Re-engineering technology platforms
Globally in 2022 there were over 1,200 private technology companies valued at USD$1bn or over, of which 97% were B2B. Of the top 20 by value, 7 were founded in the United States and 5 were founded in China.
Source: CB Insights, https://www.cbinsights.com/research-unicorn-companies
© Mohamad Othman
Do you need ‘good enough’ or best-in-class?
Many proprietary technology platforms are sufficient to deliver the revenue milestones and market penetration planned for mid-cap investments. But not all have the architecture to support a step change in scale required by the next acquirer. In these cases, extensive re-engineering is need to maximise ROI, which requires a clear technology strategy as part of the initial investment thesis.
Rebuilding technology has many ‘unknown unknowns’, risking service interruption and delayed ‘business as usual’ product development. The optimal way to avoid service interruption is to modularise the existing technology and then re-engineer in stages, launching new components in a parallel platform. Not every component needs to be re-engineered as some can instead be ‘wrapped’ in interfaces that work with the new platform.

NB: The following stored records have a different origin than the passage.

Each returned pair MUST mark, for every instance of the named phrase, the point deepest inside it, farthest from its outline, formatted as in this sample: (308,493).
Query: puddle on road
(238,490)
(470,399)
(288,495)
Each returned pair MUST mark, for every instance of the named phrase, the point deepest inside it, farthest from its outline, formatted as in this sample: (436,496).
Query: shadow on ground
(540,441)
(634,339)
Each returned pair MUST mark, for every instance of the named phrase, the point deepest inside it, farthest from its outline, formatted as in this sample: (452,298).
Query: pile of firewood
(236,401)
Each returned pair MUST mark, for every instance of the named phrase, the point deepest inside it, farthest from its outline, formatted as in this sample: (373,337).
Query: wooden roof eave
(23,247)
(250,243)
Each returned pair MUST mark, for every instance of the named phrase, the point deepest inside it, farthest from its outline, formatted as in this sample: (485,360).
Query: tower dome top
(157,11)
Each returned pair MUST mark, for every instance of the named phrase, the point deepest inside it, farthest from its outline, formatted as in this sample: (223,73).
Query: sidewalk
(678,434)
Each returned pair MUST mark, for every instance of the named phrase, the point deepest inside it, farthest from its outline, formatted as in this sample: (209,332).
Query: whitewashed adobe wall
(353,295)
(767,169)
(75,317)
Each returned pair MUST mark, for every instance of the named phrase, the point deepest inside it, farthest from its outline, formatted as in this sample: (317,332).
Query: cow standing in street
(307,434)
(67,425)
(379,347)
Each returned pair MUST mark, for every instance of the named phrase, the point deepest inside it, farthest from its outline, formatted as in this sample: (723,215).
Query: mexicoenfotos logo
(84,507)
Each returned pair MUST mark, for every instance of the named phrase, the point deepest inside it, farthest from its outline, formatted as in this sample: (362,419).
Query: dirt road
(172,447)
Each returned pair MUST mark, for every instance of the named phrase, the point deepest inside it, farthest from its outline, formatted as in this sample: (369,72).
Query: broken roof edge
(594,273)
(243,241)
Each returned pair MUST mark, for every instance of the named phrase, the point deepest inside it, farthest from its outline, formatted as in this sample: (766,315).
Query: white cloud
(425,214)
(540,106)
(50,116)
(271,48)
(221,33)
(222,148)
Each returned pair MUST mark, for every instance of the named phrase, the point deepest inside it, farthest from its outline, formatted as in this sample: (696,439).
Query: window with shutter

Nearer the start of the investment period there is a range of options of ‘effort vs. outcome’ and it is tempting to believe that ‘more can be achieved with less’ over a longer period. However the longer it takes, the greater the effort required to fix the larger technical debt, and as the technology nears its limits, the number of true options diminish rapidly. Resolving technical debt distracts from value creation, so realised exit valuations often diminish as the time to complete re-engineering is extended.